The volume of European commercial real estate investment transactions declined in the third quarter as the uncertain economic outlook, rising interest rates and uncertainty over property pricing deterred investors from investing, according to the latest Europe Capital Trends report from MSCI Real Assets.
European commercial real estate registered the seventh consecutive quarter of falling investment in July through September, with no market or sector escaping the slowdown by the end of the first nine months of 2023, MSCI researchers said.
The volume of completed transactions fell 57% in the third quarter from a year earlier to €32.8bn, the report showed. It was the “weakest activity since 2010” and took overall investment in the first nine months of the year to €119bn, less than half the level for the same period in 2022. Pending transactions at the start of October, typically a reliable indicator of sales in the final quarter of the year, were the lowest since 2011, MSCI’s study showed.

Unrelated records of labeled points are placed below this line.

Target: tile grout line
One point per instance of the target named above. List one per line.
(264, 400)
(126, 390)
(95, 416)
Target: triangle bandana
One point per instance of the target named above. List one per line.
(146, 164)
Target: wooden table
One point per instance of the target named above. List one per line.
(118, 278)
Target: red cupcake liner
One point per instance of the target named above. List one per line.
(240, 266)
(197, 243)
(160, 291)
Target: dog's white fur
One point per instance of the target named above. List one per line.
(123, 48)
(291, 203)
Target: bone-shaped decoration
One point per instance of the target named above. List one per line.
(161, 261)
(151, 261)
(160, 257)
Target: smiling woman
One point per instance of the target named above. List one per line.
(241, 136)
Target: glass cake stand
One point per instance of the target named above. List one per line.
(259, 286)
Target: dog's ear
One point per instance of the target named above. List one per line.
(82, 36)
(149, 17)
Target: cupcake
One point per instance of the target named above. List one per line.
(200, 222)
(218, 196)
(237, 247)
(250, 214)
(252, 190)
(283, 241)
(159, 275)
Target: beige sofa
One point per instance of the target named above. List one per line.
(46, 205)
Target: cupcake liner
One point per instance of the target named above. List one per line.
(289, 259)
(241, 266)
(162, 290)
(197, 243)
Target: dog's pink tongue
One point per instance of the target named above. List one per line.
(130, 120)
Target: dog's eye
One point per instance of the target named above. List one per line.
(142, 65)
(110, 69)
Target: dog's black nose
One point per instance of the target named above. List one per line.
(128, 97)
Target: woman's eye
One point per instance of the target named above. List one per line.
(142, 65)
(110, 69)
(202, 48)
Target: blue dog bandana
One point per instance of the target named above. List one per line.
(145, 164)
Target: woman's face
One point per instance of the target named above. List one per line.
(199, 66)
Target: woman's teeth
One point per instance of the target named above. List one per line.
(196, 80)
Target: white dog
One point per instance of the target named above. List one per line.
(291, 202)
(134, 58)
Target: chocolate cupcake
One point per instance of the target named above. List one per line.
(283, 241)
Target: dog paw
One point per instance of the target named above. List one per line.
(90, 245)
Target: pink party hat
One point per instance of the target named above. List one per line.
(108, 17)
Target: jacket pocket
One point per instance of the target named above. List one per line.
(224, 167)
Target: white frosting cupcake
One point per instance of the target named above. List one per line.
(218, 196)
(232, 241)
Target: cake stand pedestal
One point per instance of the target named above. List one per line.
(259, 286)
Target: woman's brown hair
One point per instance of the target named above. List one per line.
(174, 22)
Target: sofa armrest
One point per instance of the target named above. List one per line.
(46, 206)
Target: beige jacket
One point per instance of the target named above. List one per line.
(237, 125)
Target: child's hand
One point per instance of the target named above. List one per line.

Tom Leahy, head of EMEA Real Assets Research at MSCI, said: “The exceptionally rapid increase in interest rates meant that property went from keenly priced at the end of 2021 to overpriced by the end of 2022. Low liquidity and volatility in bond markets have complicated the price discovery process for property, causing a wide disconnect in expectations of buyers and sellers, with negative consequences for transaction activity.”
Quarterly investment volume by deal type and location
Paris remained the year’s top European investment destination as large transactions, such as luxury retailer Hermès’s €230m forward purchase of the Anjou office block from Covivio in the third quarter, limited the decline in investment volumes to 21% in the first nine months.
Pockets of resilience
There were some areas of relative resilience amid the generalised slowdown for Europe’s commercial real estate investment market. Sales of warehouses and senior housing in the first nine months of 2023 settled around the average volumes recorded in pre-pandemic period of 2015-2019. Hotels were the least badly affected real estate sector, down 11% in the first nine months from a year earlier, following notable transactions in the French, Portuguese and Spanish markets as leisure travel rebounded.
For the office sector, there was no respite, however, as the post-Covid shift to hybrid working continues to weigh on investor sentiment. The third quarter marked a record low in terms of the number of properties sold amid concerns about functional and technical obsolescence for buildings that are not best-in-class, according to MSCI.